Determining the initial helium abundance of the Sun

TL;DR

This paper develops a method to determine the Sun's initial helium abundance by analyzing the dependence of helium content on model parameters, using helioseismic data and accounting for uncertainties, resulting in a robust estimate.

Contribution

It introduces a new approach to estimate the Sun's initial helium abundance that minimizes uncertainties from model parameters and compares results for standard and non-standard solar models.

Findings

Initial helium abundance is estimated as 0.278 ± 0.006 for standard models.

For non-standard models with extra mixing, the initial helium is 0.273 ± 0.006.

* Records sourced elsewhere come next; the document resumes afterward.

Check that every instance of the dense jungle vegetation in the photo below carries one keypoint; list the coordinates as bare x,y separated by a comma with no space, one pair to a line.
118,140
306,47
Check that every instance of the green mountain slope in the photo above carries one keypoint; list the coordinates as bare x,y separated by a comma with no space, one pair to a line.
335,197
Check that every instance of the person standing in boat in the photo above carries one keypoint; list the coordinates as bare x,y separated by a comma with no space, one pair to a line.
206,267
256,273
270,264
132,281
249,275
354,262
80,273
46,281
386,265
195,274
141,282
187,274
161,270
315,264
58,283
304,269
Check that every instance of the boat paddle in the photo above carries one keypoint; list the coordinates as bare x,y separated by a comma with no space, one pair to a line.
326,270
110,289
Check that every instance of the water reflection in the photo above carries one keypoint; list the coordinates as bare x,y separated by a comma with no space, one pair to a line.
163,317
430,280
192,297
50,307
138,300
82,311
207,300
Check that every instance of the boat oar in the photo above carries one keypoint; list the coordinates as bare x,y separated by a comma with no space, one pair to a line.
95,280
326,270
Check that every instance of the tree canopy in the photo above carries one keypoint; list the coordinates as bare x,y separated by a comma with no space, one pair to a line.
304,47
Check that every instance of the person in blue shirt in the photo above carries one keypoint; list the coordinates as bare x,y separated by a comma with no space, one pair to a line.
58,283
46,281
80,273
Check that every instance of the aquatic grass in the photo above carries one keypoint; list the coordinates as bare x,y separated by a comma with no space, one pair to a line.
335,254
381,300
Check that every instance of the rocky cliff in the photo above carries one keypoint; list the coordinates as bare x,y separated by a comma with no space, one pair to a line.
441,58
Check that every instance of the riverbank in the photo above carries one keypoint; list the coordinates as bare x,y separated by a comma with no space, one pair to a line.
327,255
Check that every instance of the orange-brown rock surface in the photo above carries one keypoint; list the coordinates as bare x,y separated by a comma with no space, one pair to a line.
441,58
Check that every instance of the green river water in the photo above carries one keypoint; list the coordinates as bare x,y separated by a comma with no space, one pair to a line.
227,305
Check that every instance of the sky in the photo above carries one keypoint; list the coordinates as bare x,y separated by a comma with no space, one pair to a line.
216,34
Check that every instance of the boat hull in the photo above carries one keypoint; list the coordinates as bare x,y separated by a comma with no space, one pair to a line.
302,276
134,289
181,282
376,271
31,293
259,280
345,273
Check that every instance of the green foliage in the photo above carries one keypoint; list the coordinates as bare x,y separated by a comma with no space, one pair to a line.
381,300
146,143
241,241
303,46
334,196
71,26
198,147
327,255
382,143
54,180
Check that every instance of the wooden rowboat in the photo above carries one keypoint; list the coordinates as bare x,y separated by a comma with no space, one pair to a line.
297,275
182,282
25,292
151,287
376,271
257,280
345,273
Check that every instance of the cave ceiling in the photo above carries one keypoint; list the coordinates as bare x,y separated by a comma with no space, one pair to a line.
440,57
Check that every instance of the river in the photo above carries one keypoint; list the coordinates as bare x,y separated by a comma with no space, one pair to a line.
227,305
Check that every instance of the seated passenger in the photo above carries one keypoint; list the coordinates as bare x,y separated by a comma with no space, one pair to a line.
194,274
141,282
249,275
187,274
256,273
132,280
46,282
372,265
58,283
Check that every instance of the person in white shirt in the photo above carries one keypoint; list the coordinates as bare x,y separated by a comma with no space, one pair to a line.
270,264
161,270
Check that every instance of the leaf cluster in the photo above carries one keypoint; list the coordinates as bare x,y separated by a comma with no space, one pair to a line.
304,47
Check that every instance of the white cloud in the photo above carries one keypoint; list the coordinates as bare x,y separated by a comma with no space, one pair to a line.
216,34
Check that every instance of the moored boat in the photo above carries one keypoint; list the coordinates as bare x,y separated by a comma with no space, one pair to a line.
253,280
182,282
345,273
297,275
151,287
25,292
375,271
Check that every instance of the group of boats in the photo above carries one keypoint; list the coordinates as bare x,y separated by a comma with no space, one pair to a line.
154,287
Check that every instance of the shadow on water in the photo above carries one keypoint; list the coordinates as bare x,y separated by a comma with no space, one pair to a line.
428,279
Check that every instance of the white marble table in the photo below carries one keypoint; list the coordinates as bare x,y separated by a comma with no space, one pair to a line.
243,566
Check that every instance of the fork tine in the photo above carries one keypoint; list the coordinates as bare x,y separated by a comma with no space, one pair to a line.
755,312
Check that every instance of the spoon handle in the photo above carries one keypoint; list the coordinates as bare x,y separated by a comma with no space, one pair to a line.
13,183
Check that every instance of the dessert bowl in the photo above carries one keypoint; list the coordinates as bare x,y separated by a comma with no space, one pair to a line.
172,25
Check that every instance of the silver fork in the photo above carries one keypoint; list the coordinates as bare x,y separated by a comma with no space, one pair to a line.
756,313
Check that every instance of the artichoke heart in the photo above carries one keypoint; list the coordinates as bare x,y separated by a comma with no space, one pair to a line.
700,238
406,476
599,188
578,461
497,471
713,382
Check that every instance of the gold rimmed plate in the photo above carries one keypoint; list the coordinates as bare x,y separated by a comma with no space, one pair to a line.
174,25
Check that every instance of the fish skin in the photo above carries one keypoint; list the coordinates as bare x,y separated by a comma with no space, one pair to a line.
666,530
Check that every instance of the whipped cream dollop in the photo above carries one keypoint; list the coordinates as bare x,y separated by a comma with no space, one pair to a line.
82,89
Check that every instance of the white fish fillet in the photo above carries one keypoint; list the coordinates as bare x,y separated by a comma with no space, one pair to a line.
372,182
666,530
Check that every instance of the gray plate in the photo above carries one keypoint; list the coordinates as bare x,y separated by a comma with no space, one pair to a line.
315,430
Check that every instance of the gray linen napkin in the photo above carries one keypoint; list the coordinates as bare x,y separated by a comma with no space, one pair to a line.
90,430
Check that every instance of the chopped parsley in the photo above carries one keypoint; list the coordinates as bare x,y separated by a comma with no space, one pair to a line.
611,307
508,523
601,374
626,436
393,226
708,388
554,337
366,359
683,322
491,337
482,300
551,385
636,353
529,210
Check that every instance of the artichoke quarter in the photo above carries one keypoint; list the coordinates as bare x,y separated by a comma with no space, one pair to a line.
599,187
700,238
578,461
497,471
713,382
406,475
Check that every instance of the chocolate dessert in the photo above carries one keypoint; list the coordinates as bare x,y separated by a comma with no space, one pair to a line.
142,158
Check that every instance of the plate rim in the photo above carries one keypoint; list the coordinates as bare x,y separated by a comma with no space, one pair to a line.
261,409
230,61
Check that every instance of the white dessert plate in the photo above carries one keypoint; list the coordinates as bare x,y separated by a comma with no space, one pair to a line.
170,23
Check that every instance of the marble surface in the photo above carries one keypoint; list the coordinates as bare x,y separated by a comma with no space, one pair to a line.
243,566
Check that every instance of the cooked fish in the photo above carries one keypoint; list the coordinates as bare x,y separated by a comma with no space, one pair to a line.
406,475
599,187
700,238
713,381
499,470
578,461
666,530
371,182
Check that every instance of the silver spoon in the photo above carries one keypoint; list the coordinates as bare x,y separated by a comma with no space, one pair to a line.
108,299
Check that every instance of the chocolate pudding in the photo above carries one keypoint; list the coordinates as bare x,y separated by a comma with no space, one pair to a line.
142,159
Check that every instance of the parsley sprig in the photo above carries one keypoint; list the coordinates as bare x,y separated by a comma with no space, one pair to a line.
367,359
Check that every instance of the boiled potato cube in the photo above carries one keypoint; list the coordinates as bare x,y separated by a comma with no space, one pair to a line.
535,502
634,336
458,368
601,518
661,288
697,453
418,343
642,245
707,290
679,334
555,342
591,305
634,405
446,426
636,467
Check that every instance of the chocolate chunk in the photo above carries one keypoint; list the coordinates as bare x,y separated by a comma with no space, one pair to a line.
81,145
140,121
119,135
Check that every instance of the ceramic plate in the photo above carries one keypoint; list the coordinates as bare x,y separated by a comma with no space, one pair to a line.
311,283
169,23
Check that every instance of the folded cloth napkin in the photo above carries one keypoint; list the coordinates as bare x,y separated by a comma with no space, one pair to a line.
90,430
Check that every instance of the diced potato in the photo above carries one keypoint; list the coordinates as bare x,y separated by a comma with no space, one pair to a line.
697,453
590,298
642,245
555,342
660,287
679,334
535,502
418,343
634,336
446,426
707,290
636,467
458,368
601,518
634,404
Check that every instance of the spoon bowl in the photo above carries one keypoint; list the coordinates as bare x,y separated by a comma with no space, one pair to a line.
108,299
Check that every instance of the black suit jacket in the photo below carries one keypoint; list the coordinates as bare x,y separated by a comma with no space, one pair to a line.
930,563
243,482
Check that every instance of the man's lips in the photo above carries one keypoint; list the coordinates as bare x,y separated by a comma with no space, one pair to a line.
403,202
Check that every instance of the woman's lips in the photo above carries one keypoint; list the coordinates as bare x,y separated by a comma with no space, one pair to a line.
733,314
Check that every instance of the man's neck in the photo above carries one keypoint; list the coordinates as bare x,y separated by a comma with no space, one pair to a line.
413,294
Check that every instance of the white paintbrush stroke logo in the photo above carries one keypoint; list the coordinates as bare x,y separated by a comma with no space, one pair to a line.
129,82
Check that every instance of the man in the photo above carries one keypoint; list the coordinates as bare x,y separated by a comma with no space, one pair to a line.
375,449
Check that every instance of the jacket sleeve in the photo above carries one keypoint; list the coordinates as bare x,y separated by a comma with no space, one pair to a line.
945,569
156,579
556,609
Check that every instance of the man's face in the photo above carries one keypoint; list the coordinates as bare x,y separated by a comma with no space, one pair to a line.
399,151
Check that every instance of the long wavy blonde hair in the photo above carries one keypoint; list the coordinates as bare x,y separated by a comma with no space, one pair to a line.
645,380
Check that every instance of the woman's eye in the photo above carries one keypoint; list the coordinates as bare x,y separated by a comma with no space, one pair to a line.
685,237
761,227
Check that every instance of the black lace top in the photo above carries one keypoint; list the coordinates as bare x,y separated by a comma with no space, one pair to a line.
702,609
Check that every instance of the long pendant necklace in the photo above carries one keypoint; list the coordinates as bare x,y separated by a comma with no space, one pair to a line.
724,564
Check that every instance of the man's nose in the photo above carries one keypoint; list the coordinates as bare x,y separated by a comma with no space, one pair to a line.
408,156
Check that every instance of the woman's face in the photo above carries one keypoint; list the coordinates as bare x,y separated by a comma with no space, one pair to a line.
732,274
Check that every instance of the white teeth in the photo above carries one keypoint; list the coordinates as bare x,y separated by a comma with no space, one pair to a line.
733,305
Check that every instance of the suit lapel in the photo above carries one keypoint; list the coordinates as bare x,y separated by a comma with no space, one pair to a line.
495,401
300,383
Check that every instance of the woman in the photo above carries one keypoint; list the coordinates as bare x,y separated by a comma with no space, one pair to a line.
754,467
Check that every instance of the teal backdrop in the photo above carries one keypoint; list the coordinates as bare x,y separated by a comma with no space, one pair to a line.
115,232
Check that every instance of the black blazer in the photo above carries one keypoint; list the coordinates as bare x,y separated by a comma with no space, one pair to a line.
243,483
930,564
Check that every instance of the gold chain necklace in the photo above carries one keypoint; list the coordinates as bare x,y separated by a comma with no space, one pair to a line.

The derived initial helium abundance is higher than estimates from low-metallicity solar models.

Abstract

We determine the dependence of the initial helium abundance and the present-day helium abundance in the convective envelope of solar models ($\yim$ and $\ysm$ respectively) on the parameters that are used to construct the models. We do so by using reference standard solar models to compute the power-law coefficients of the dependence of $\yim$ and $\ysm$ on the input parameters. We use these dependencies to determine the correlation between $\yim$ and $\ysm$ and use this correlation to eliminate uncertainties in $\yim$ from all solar model input parameters except the microscopic diffusion rate. We find an expression for $\yim$ that depends only on $\ysm$ and the diffusion rate. By adopting the helioseismic determination of solar surface helium abundance, $\ysms= 0.2485\pm0.0035$, and an uncertainty of 20% for the diffusion rate, we find that the initial solar helium abundance, $\yims$, is $0.278 \pm 0.006$ independently of the reference standard solar models (and particularly on adopted the solar abundances) used in the derivation of the correlation between $\yim$ and $\ysm$. When non-standard solar models with extra mixing are used, then we derive $\yims = 0.273 \pm 0.006$. In both cases, the derived $\yims$ value is higher than that directly derived from solar model calibrations when the low metalicity solar abundances (e.g. by Asplund et al.) are adopted in the models.